Taraflarca sunulan belgeler ile tüm deliller incelenmiş, alınan rapor ile tüm dosya kapsamı birlikte değerlendirilmiş olup yukarıda açıklanan gerekçelerle, davanın reddine karar vermek gerekmiş, aşağıdaki şekilde hüküm kurulmuştur.
HÜKÜM:
1-Davanın REDDİNE,
2-Alınması gereken 80,70 TL harçtan peşin alınan 59,30 TL harcın düşümü ile bakiye 21,40 TL karar harcın davacıdan tahsili ile hazineye gelir kaydına.
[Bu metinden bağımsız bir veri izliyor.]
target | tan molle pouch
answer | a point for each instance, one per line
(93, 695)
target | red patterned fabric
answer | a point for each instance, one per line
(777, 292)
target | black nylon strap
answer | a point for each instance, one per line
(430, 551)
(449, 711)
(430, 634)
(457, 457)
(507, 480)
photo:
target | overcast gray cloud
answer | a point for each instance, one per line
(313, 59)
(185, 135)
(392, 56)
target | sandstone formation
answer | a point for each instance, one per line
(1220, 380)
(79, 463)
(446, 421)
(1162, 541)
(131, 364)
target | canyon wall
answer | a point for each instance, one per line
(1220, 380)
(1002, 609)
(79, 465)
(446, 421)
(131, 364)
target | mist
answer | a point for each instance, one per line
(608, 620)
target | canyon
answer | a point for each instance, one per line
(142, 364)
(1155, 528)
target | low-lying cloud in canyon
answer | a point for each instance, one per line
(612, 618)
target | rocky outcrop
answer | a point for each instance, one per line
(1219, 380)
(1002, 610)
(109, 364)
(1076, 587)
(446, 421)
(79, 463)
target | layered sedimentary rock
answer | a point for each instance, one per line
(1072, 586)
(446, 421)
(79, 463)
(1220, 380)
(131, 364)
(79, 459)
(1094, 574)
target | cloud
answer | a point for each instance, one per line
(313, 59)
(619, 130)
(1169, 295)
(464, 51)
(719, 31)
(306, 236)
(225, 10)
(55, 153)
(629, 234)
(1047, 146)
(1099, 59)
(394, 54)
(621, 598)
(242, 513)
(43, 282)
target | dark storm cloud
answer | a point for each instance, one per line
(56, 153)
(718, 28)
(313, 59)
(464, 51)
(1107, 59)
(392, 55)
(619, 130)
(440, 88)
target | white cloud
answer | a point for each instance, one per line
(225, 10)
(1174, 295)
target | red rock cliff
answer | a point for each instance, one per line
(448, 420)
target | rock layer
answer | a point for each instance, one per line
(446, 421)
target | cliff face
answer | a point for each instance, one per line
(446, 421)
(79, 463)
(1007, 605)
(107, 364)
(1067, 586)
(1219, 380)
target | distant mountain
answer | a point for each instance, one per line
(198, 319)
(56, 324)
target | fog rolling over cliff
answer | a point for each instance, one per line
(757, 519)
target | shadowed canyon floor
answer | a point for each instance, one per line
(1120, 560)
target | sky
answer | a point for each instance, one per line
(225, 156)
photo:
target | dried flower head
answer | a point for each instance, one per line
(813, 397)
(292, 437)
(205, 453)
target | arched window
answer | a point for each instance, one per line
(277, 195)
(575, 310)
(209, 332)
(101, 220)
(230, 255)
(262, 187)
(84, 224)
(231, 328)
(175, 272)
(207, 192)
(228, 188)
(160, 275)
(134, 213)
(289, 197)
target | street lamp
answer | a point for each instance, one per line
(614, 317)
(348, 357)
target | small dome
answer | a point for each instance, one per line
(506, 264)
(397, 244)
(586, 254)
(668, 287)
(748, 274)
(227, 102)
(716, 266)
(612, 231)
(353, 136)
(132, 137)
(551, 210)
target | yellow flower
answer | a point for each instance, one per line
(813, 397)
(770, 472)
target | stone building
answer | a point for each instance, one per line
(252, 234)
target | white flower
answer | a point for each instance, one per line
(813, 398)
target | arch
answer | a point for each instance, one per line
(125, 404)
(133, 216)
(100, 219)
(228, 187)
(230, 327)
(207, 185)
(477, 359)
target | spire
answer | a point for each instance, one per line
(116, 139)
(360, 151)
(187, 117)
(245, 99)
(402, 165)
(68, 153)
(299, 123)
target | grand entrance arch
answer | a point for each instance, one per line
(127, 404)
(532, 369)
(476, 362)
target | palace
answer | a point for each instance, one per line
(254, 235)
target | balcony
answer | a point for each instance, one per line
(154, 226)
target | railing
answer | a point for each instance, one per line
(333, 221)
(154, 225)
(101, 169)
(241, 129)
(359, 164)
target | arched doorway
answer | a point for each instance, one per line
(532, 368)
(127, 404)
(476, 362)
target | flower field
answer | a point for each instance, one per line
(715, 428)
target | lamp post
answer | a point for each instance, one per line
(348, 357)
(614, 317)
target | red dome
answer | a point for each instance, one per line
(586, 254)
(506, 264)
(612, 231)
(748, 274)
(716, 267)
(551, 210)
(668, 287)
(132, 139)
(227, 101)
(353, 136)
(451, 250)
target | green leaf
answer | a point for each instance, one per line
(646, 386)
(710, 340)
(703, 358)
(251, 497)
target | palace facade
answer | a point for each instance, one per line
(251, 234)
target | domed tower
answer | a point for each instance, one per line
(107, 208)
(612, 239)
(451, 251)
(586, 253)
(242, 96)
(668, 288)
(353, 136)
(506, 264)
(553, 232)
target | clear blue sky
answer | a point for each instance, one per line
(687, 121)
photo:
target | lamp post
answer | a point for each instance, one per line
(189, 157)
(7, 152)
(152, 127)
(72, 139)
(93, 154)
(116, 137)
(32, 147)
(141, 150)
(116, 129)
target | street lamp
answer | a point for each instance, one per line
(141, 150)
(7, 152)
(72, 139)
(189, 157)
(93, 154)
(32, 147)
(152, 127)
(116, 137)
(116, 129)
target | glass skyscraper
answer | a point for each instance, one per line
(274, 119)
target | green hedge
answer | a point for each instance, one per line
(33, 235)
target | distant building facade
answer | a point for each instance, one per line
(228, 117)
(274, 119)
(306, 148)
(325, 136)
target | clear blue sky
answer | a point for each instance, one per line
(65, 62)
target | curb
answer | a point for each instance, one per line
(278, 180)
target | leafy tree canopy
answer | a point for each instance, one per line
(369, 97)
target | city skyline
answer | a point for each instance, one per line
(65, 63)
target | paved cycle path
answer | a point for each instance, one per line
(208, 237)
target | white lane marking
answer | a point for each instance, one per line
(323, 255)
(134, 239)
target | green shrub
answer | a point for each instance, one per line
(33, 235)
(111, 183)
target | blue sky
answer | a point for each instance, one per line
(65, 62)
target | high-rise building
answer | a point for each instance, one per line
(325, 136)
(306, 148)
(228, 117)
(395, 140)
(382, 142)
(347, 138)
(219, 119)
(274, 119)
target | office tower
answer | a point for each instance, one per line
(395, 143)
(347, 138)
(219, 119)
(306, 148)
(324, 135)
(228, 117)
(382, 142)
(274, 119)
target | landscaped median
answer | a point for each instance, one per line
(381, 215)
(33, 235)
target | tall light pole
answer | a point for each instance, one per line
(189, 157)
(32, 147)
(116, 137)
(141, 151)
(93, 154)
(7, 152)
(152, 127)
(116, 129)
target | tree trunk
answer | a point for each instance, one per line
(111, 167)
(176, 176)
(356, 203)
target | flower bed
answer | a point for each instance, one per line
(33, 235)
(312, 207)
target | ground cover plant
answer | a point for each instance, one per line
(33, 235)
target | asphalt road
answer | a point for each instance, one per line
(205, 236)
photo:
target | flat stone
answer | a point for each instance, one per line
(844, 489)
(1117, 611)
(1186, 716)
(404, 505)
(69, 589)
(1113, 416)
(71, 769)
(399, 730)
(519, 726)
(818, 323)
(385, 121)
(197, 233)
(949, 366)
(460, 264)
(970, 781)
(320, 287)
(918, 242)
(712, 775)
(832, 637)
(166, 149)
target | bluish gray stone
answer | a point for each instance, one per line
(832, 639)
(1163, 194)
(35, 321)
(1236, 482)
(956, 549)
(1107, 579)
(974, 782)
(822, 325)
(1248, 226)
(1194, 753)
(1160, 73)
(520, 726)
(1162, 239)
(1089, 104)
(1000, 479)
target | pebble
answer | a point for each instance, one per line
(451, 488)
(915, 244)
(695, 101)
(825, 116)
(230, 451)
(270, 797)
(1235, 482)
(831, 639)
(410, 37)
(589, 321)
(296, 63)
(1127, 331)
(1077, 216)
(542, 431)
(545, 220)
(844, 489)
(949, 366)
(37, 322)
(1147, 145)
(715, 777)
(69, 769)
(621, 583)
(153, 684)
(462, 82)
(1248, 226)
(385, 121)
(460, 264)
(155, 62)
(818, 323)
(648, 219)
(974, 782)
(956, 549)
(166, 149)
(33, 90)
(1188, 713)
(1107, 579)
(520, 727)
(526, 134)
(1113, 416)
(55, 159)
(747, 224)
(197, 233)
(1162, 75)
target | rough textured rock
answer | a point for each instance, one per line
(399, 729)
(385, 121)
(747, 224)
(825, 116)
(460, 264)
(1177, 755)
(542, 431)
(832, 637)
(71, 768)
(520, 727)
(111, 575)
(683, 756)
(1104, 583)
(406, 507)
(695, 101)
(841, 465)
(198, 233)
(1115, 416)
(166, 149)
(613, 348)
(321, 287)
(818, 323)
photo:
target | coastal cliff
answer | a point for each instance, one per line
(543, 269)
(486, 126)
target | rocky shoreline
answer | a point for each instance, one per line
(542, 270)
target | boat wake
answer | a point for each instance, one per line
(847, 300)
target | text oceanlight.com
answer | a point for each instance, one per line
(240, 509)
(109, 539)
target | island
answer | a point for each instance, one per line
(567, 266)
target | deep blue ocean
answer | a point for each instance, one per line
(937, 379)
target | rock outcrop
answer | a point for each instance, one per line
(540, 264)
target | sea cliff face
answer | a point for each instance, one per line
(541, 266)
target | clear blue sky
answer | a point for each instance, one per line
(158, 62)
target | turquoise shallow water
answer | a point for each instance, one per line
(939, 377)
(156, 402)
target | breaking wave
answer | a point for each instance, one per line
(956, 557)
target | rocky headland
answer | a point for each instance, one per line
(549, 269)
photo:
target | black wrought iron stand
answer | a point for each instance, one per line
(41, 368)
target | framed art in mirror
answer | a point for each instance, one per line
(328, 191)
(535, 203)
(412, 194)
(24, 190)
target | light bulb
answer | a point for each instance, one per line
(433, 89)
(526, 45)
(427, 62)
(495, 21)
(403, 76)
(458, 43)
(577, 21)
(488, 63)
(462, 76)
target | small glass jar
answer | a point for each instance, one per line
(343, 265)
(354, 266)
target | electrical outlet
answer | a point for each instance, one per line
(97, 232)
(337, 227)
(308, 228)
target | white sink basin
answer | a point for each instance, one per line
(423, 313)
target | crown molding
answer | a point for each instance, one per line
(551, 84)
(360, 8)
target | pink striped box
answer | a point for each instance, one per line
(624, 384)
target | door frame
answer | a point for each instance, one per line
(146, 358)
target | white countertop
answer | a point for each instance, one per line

3-Davalılardan TÜRKPATEN kendisini vekille temsil ettirdiği için AAÜT uyarınca 15.000,00 TL vekalet ücretinin davacıdan alınarak bu davalıya verilmesine,
4-Diğer davalı … nin vekili varsa da vekalet ücreti talebi olmadığı için bu davalıya vekalet ücreti verilmesine yer olmadığına,
5-Davacının yapmış olduğu yargılama giderlerinin üzerlerinde bırakılmasına,
6-Tarafların yatırdıkları gider avanslarından kalan tutarın HMK 333/1 uyarınca karar kesinleştiğinde iade işlemi yapılmak üzere tebliğden itibaren 15 gün içinde, banka hesap numarası bildirildiğinde hesaba aktarılmasına, aksi halde PTT aracılığı ile adreste ödemeli olarak gönderilmesine,
Dair verilen karar, taraf vekillerinin yüzüne karşı 6100 sayılı HMK’nun 341. ile 345. Maddelerine göre tebliğinden itibaren iki haftalık süre içinde Ankara Bölge Adliye Mahkemesine İstinaf Kanun Yoluna dilekçe ile başvurulabileceğine yönelik karar açıkça okunup, usulen anlatıldı. 20/10/2022
Katip …
¸

Hakim …
¸

¸Bu belge 5070 sayılı Elektronik İmza Kanunu gereğince
DYS üzerinden E-İmza ile imzalanmış olup,
Ayrıca fiziki olarak imzalanmayacaktır.